Phase 1 · Risk Management Basics · Lesson 1 of 3
Article
·
18 min
·
+10 pts
A startup CTO asks you: "We just got our third enterprise prospect asking for SOC 2. Where do we even start?" The answer is not "buy a compliance platform." The answer is risk management — specifically, figuring out what could go wrong, writing it down, and deciding what to do about each one.
That process produces a risk register. The risk register drives your control selection. Your controls produce the evidence that auditors review. Everything flows from risk.
Rating every risk as 'Critical'
Risk management is the discipline of identifying threats, assessing how likely they are and how much damage they'd cause, and deciding on a response. That's it. Three verbs: identify, assess, respond.

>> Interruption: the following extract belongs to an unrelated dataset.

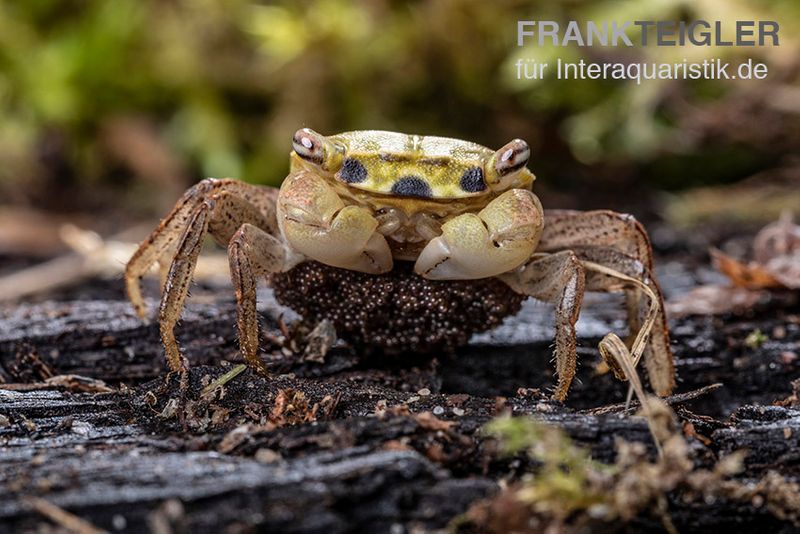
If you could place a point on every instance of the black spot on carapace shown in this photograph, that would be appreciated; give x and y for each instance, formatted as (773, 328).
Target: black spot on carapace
(353, 171)
(472, 180)
(412, 186)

It is not vulnerability scanning. Vulnerability scanning is one input to risk management — a way to discover specific technical weaknesses. But a risk register also captures process risks (no one reviews access quarterly), vendor risks (your payroll provider stores SSNs with no encryption at rest), and business risks (a key engineer leaves and no one else understands the IAM pipeline).
It is not fear-based decision making. One of the four valid risk responses is "accept" — you document the risk, acknowledge it, and move on. The goal is not to eliminate all risk. The goal is to make risk visible so the business can make informed decisions about where to spend money and engineering time.
Every compliance framework — SOC 2, ISO 27001, NIST 800-53, HIPAA — starts with risk assessment. The frameworks don't tell you which controls to implement. They tell you to assess your risks and implement controls proportional to those risks. The risk register is the document that connects "what could go wrong" to "what we did about it" to "how much it cost."
You could brainstorm threats in a room with a whiteboard. Some teams do. The problem is coverage — you'll think of whatever the last incident reminded you of and miss entire categories.
STRIDE is a threat modeling framework from Microsoft that gives you six categories to walk through. It doesn't cover everything, but it covers enough to be the industry default for application-level threat modeling.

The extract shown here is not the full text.